Of That Other Country We Now Speak and Other Stories
A troubled father seeks to heal his daughter by confronting private and ancestral ghosts; a former priest regains his vocation by rescuing a woman from a sex cult; an unrequited lover uses a dog as his murder weapon; a corrupt banker seeks redemption among the prayerful inside a booze bar as the “end of the world” approaches—the denizens of Charlson Ong’s latest collection of short fiction inhabit a world fraying at the seams, morally adrift. Wounded and compromised they nonetheless struggle mightily against the “dying of the light.”
Written over the last two decades, these stories are thematically and stylistically diverse ranging from the exuberant title story to the “minimalist” “The Vet.” Here we find the gritty realism of crime fiction as well as the enchantment of myth. Here is fiction sensual and sophisticated, rich and robust.
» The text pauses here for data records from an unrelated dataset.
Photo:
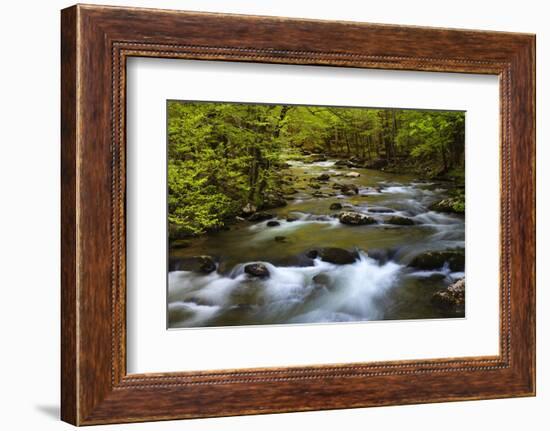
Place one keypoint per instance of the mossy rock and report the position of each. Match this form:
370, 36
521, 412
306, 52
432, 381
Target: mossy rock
400, 221
449, 205
433, 260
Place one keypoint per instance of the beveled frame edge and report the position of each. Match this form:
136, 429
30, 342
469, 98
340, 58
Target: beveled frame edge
96, 41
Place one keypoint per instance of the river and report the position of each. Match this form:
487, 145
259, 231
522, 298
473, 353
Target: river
379, 285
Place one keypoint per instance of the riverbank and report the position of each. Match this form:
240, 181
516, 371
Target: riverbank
376, 227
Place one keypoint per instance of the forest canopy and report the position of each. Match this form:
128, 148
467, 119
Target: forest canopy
224, 156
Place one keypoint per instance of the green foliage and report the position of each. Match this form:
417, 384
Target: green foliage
222, 156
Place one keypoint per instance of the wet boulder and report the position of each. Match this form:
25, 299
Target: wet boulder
433, 260
260, 216
179, 243
452, 297
380, 210
318, 158
199, 264
376, 164
273, 201
353, 174
257, 270
355, 219
400, 221
338, 256
349, 189
342, 164
248, 210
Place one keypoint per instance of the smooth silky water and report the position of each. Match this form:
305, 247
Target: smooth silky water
377, 286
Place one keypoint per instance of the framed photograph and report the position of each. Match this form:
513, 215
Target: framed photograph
263, 214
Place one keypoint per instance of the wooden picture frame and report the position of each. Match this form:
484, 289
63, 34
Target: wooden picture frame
95, 43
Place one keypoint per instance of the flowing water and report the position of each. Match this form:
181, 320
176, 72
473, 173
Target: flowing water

Here is fiction worthy of its calling.
Charlson Ong has published three collections of short fiction as well as three novels. He has won the National Book Award for both his short fiction and his novels.
About the Author
Charlson Ong has published three collections of short fiction: Men of the East and Other Stories, Woman of Amkaw and Other Stories, and Conversion and Other Fictions as well as three novels: An Embarrassment of Riches (which won the Philippine Centennial Literary Prize), Banyaga, A Song of War (which won the 2006 National Book Award), and Blue Angel, White Shadow (which won the 2011 National Book Award). He teaches Creative Writing at the Department of English and Comparative Literature, College of Arts and Letters, UP Diliman.